When I confided in my conservative dad about what was happening, I was about 15. He saw how much this was holding me back, and we immediately went to a plastic surgeon for a consultation. A quick procedure and a few weeks of wearing an ace bandage later, I was flat-chested and finally had a body that looked like mine.

Trans children deserve the same consideration.

The next year was the best year of my life up to that point. I felt great. I felt confident. I made a ton of new friends, decided to get in shape, played a sport, put gel in my hair, started dating, partied — all the good stuff. For the first time, I felt and acted like an average teen instead of just barely participating out of aggressive discomfort and fear. I went from a guy who hated being seen to the most seen guy at school in no time.

Over the years, I’ve had medical procedures that saved my body, but my breast reduction saved my mind. Receiving care that affirmed my perceptions of my gender drastically changed my life for the better. I can attest that having mind-body alignment feels like a superpower.

The care that I received is just one small example of the gender-affirming care that cisgender folks receive regularly. We just call it “health care.” I got breast-tissue reduction surgery, but breast augmentation for cisgender women to conform to a perception of womanhood is even more common. Cisgender people alter their eyes, noses, lips, faces, hairlines, facial hair, body hair, height and even the nether regions to more closely align with our culture’s ideals of “the perfect man” or “the perfect woman.” 

We frequently change or “enhance” our bodies hormonally, too. Kids have been dosed with human growth hormone since the ‘60s to make them taller, and men looking to achieve a cartoonish level of “manliness” get testosterone pumped into their veins. Hormone replacement therapy is commonplace for cis-women and men looking to maintain or enhance their vitality in ways that align with their gender identities and gender ideals. 

The care that I received is just one small example of the gender-affirming care that cisgender folks receive regularly. We just call it “health care.”

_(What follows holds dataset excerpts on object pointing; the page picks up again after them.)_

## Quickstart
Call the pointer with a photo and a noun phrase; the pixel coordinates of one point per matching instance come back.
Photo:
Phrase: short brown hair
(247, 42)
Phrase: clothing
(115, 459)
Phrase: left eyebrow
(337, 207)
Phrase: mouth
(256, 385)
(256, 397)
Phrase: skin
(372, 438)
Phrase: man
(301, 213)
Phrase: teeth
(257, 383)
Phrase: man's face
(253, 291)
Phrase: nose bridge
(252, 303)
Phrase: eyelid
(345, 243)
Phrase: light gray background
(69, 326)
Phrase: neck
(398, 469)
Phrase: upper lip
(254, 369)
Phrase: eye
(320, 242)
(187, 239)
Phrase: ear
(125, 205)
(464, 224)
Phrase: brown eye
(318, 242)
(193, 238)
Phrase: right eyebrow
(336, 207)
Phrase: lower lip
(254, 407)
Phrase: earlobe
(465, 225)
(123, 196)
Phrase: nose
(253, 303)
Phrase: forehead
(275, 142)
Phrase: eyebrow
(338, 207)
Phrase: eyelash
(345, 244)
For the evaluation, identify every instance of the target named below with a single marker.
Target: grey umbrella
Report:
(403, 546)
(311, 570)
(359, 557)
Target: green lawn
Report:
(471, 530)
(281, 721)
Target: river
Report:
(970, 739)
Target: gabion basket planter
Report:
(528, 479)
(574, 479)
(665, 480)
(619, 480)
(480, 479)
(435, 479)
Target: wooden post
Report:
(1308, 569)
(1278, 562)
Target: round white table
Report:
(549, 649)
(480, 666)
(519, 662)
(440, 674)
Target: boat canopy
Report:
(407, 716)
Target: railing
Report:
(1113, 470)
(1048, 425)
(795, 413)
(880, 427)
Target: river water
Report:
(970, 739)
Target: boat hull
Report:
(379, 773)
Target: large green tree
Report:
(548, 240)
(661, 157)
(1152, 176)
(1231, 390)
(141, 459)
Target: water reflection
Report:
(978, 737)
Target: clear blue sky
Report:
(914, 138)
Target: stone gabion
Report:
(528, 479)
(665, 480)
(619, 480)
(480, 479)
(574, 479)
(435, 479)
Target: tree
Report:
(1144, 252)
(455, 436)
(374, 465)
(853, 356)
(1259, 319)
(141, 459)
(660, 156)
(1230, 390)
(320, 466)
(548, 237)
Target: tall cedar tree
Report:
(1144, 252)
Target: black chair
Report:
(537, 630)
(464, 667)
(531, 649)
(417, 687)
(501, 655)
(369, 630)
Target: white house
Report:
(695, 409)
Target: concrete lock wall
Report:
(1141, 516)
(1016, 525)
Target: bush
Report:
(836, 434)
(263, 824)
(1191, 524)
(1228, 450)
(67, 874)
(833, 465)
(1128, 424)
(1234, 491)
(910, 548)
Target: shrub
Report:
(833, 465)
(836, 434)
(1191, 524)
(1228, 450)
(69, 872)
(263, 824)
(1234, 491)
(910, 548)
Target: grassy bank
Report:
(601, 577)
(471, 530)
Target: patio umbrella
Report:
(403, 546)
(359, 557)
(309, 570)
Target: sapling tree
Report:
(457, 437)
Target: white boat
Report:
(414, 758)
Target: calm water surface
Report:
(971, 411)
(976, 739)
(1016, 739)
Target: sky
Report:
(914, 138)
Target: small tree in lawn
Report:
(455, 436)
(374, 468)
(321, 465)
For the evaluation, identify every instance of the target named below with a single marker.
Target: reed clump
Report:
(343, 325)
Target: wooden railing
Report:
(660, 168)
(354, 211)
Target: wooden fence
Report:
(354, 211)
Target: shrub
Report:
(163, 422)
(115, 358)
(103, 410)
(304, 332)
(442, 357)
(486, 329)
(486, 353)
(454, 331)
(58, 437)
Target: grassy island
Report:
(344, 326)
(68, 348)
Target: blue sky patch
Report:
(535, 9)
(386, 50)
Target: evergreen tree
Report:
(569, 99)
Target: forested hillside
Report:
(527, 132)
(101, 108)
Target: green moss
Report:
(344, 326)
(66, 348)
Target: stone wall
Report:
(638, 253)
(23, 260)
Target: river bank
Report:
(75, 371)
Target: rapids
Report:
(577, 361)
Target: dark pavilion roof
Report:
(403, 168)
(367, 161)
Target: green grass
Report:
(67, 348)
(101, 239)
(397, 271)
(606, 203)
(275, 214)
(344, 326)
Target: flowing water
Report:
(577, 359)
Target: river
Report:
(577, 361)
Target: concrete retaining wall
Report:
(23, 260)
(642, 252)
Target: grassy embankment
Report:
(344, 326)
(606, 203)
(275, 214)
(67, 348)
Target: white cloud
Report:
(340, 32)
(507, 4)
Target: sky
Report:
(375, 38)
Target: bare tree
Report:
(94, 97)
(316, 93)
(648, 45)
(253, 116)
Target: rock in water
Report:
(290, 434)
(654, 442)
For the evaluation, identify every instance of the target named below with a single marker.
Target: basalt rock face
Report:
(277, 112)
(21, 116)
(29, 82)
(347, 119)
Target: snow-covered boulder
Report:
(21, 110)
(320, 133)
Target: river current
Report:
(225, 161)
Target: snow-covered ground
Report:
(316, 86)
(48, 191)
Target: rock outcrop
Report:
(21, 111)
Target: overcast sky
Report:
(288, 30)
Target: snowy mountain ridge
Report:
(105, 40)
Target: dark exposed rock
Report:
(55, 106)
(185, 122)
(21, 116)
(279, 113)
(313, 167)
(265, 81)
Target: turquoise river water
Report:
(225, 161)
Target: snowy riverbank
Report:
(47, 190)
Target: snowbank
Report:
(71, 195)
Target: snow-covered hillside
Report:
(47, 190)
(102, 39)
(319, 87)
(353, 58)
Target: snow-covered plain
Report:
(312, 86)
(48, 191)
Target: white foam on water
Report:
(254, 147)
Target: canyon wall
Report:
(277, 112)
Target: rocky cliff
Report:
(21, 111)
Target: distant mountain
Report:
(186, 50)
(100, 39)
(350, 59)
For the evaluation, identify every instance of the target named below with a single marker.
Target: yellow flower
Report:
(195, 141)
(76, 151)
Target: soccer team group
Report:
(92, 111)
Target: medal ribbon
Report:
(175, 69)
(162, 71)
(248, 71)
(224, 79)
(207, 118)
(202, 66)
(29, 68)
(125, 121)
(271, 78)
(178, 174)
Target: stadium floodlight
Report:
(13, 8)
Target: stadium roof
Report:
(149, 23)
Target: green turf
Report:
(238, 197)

But I don’t see the care that affirms cisgender norms, expectations and functions, including for children, being questioned to the same extent as transgender care. By contrast, even the most basic of trans care — respecting gender identity and expression, puberty blockers and hormone therapy — is scrutinized endlessly and demonized to the point of being life-threatening for patients and doctors alike. 

The double standard is glaring. And a recent viral interview between Jon Stewart and Arkansas Attorney General Leslie Rutledge about her state’s ban on gender-affirming care for trans youth points to a large part of the problem. Without being able to name a credible source, Rutledge claimed that 98% of youth with gender dysphoria would grow out of it. To which Stewart replied, “Wow, that’s an incredibly made-up figure.” 

This idea of elected officials stripping away the autonomy of parents and children to make the kinds of medical decisions that would be best for them is appalling. As Stewart pointed out to Rutledge, the state is not even allowing parents to weigh their options based on the guidelines of the country’s top medical organizations. 

We should think more deeply and compassionately about those seeking health care in the trans community as they suffer mind-body misalignment that many of us can’t even imagine. Having a little empathy is a good thing, and for those of us who get to bathe in the privilege of doing whatever the hell we want to our bodies, it’s probably even our responsibility.

Some folks may disagree that the care I received was gender-affirming, and I’ll admit I’m not an expert on health care — cis, trans or otherwise — but I am an expert on me, what I did and why I did it. For me, it was straightforward: I’m a dude, I was born a dude, I want to be a dude, and having breasts didn’t align with that for me. They needed to go for me to live a fuller life. 

Some may also argue that societal pressures and expectations influenced my choices, and to that, I don’t necessarily disagree. Who knows, if breasts on a guy were the pinnacle of manliness in 2002, I might have rocked it, but surgery is a lot faster than turning the Titanic of culture, and I would have missed some of the best years of my life waiting.